A neighbor had grown irate, the story went, and poisoned the monastery’s water well. But it was only a tall tale — “a false threat from environmental activists” — the couple was told.
Fifteen minutes northwest of downtown Boulder, at 500 Arroyo Chico Road, is one odd mansion. Built by an eccentric inventor and entrepreneur to be an off-the-grid monastery, it includes a 30-car garage, 7,000-square-foot deck, solar panels, cistern and greenhouse.
That appealed to Nicholas and Tatiana Becker, a health-conscious couple with two young children in search of rural living. Especially important to them was clean water — specifically, water free of chlorine. They had reason to believe the monastery would be ideal.
For one, the founder of a water purification company built the monastery. Howard Selby III, who goes by Binx, created the word processor company NBI in a Boulder garage in the 1970s. Among his many other later companies was PureCycle, which makes purification systems. He is also the author of dieting books and runs a nutrition clinic in Arizona with his wife, Linda Jade Fong.
Selby bought hundreds of cheap acres in Boulder’s Fourmile Canyon while a student at the University of Colorado, then sold or developed them for decades after. In the 1990s, he built the monastery at 500 Arroyo Chico over the outcries of an environmentalist group called Residents Against Inappropriate Development, or RAID, that he accused of using radical tactics.
As the Beckers toured that monastery with Selby, Fong and realtors in 2021, there were red flags, the Beckers said in a recent lawsuit. A realtor refused to say why a prior sale fell through. Selby and Fong drank bottled water inside. And, of course, there was that poisoning rumor.
But the sellers and their agents assured the Beckers that all was well with the water, the couple recalls. When Nicholas Becker found a disconnected water filtration system in the monastery, Selby told him the water there was so good, filtering was unnecessary, according to the lawsuit.
So, the Beckers bought it for $2.5 million in September 2021. And then they got sick.
Numbness, then pain, in their hands and feet; headaches, stomach aches and nausea; sore throats that wouldn’t go away. Their third child, born last year, has cognitive delays.
In April 2023, when the Beckers had the water below their monastery mansion tested, the causes of their agony were found: “extremely dangerous levels of arsenic and unsafe levels of uranium,” they say. A filtration system alleviated some symptoms. Others remain.
“Each of the Beckers face increased risk of cancer for the rest of their lives,” their lawyers wrote in a lawsuit Sept. 8, “based on their 20 months of arsenic poisoning.”

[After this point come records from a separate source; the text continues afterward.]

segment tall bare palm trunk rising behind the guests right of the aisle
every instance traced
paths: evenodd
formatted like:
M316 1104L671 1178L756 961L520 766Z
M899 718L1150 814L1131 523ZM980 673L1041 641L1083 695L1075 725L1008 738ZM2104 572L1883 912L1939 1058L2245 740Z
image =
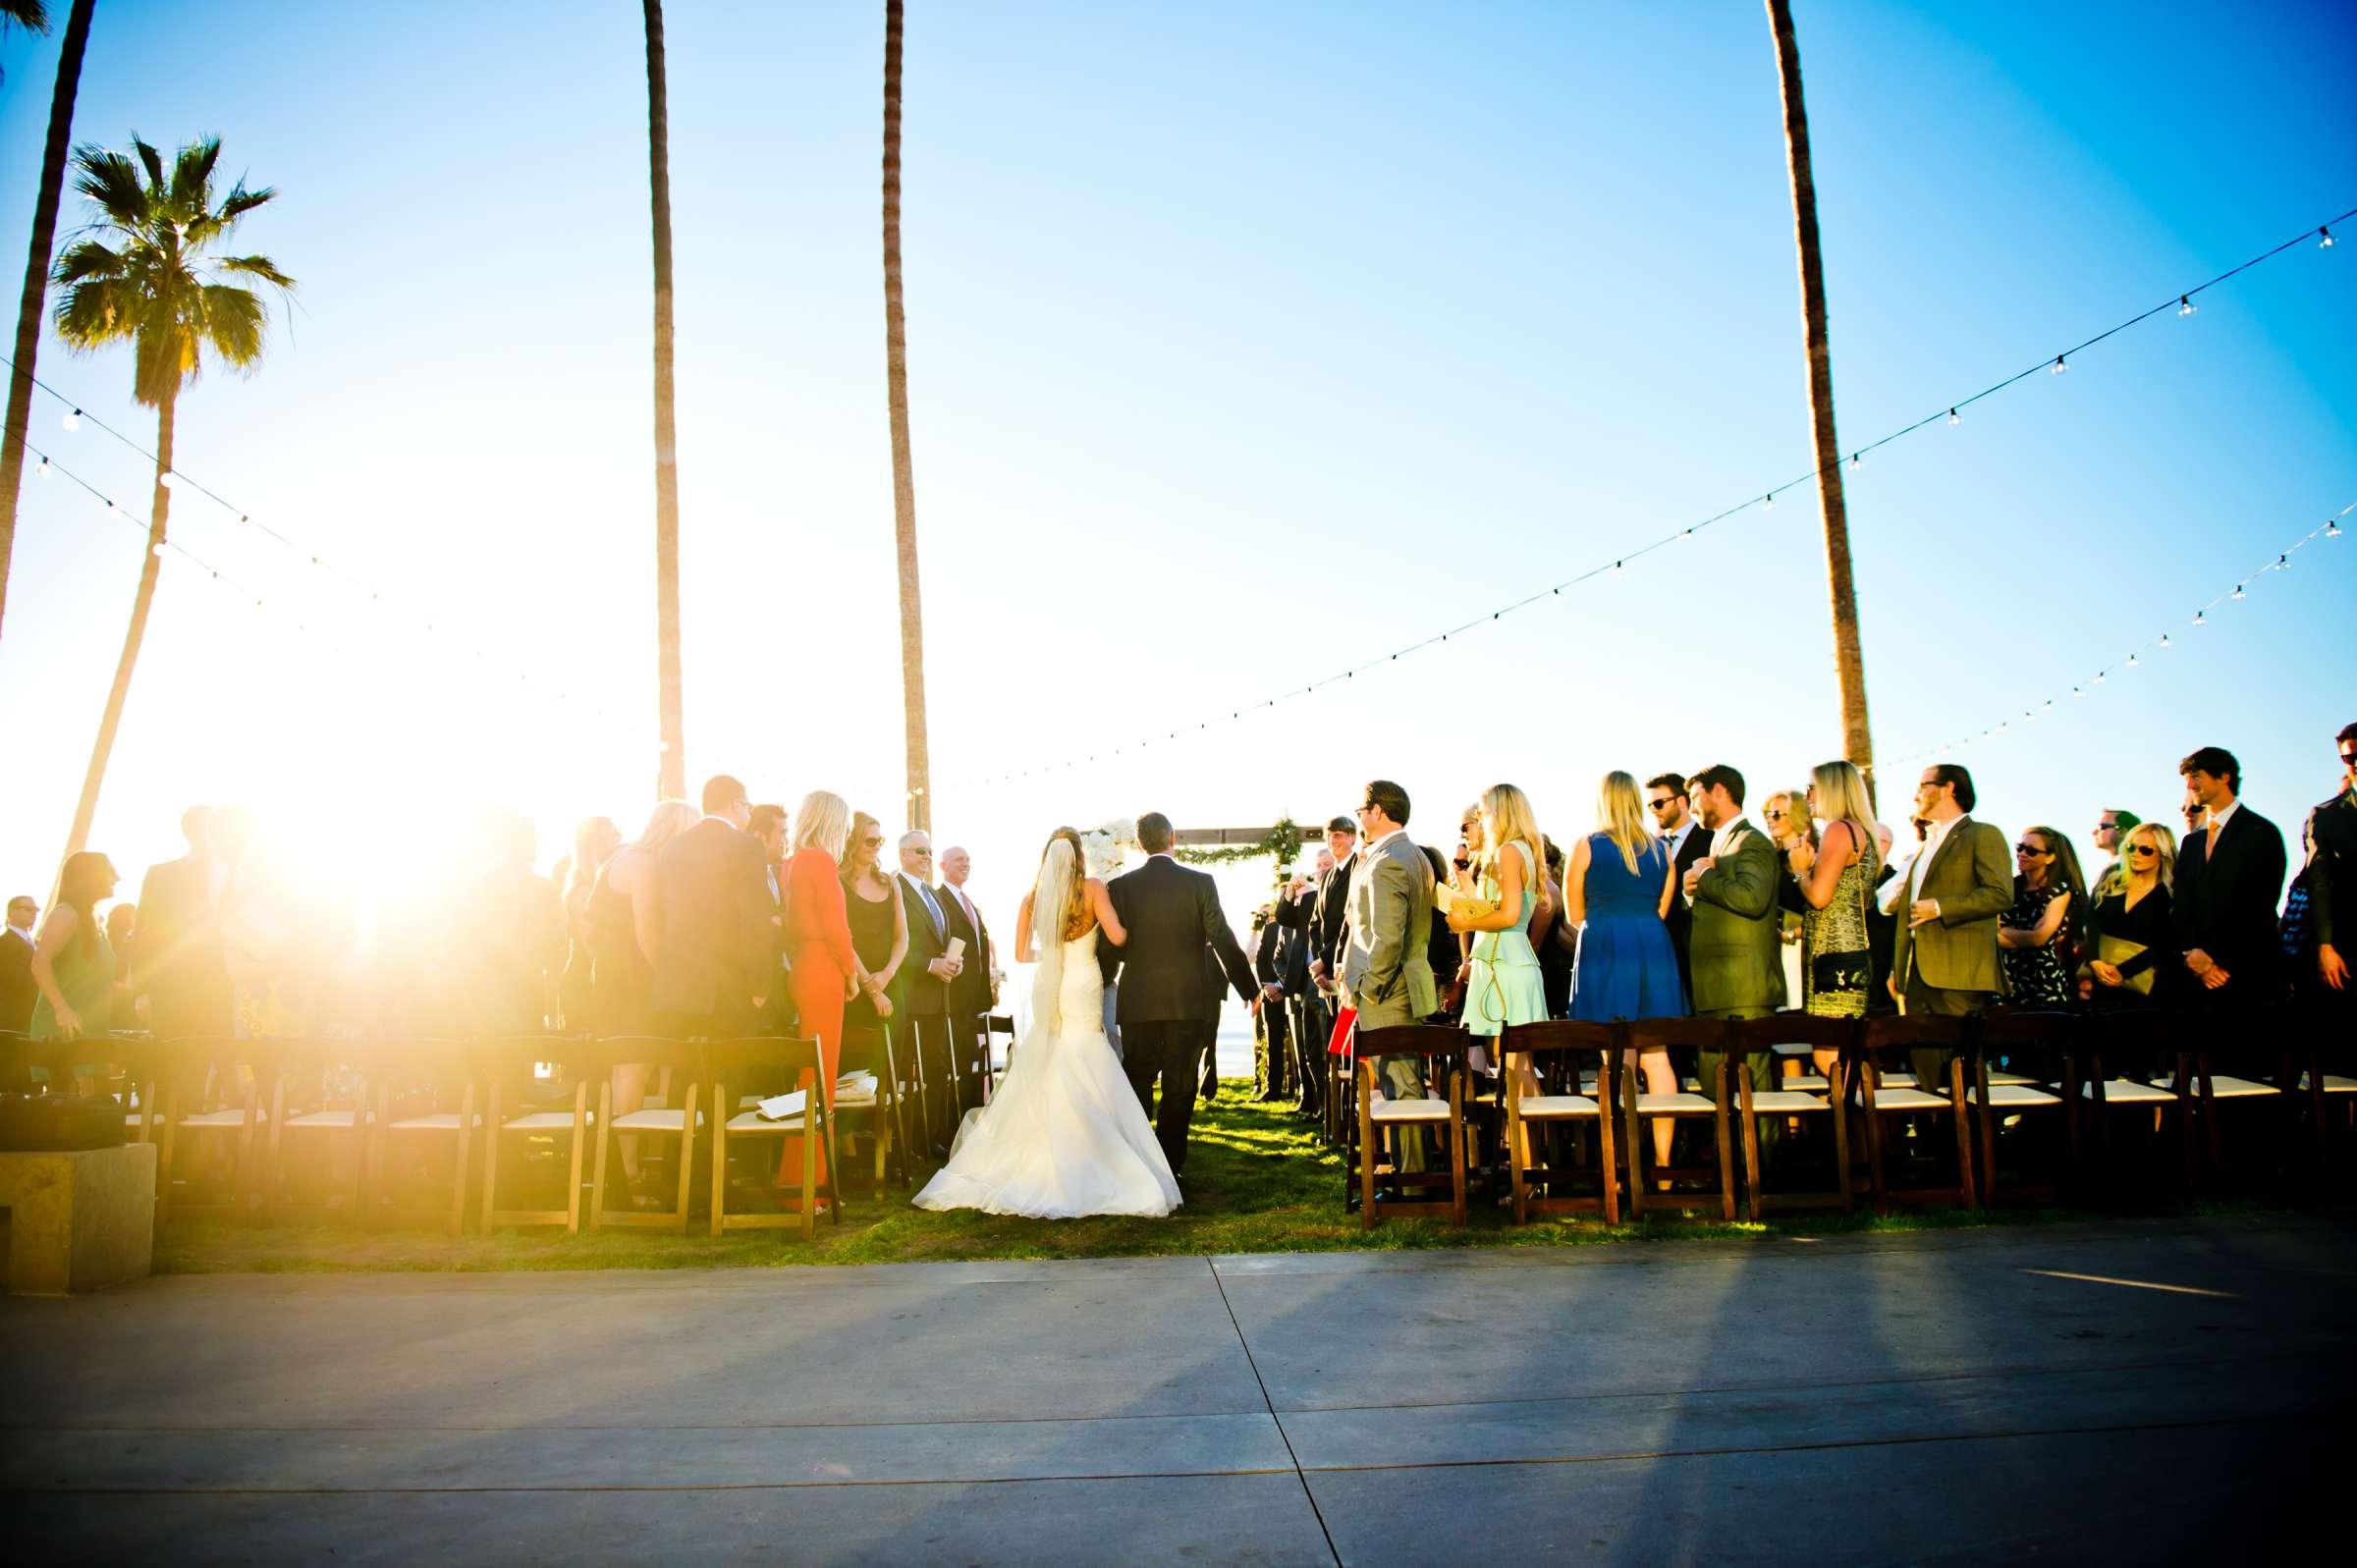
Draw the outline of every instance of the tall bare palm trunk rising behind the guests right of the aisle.
M1867 729L1867 655L1857 646L1857 587L1850 580L1850 512L1841 493L1841 439L1834 434L1834 349L1824 332L1824 257L1817 250L1817 177L1808 160L1808 106L1801 101L1801 45L1791 0L1768 0L1775 64L1784 83L1784 153L1791 163L1791 229L1801 248L1801 318L1808 332L1808 417L1817 439L1817 498L1824 507L1824 582L1834 599L1834 674L1841 681L1841 752L1874 783Z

The couple is suing Selby, Fong, two Compass real estate agents, the agents’ manager, and Compass itself for allegedly lying about the water at 500 Arroyo Chico. Their lawsuit, filed in Boulder, does not say how much money the Beckers believe they are owed. It also doesn’t theorize on whether the arsenic occurred naturally or was dumped there.
RAID, the anti-Selby environmentalist group, was led by Naomi Rachel, an activist and professor at the University of Colorado. Reached by email this week, Rachel said any suggestion that her group poisoned the well at 500 Arroyo Chico is untrue.
“Do you know anyone who has uranium in their tool shed?” she asked rhetorically. “Arsenic in their pantry?”
Phone calls, text messages and emails sent to Selby, Fong and their clinic were not answered.
A corporate spokesman for Compass declined to comment. The three Compass agents being sued — Eva Marie, Brenda Eisinga and James David Keith — did not return emails.
The Beckers are represented by lawyers Eric Olson and Abigail Hinchcliff with the Denver firm Olson Grimsley Kawanabe Hinchcliff and Murray, which was founded this month.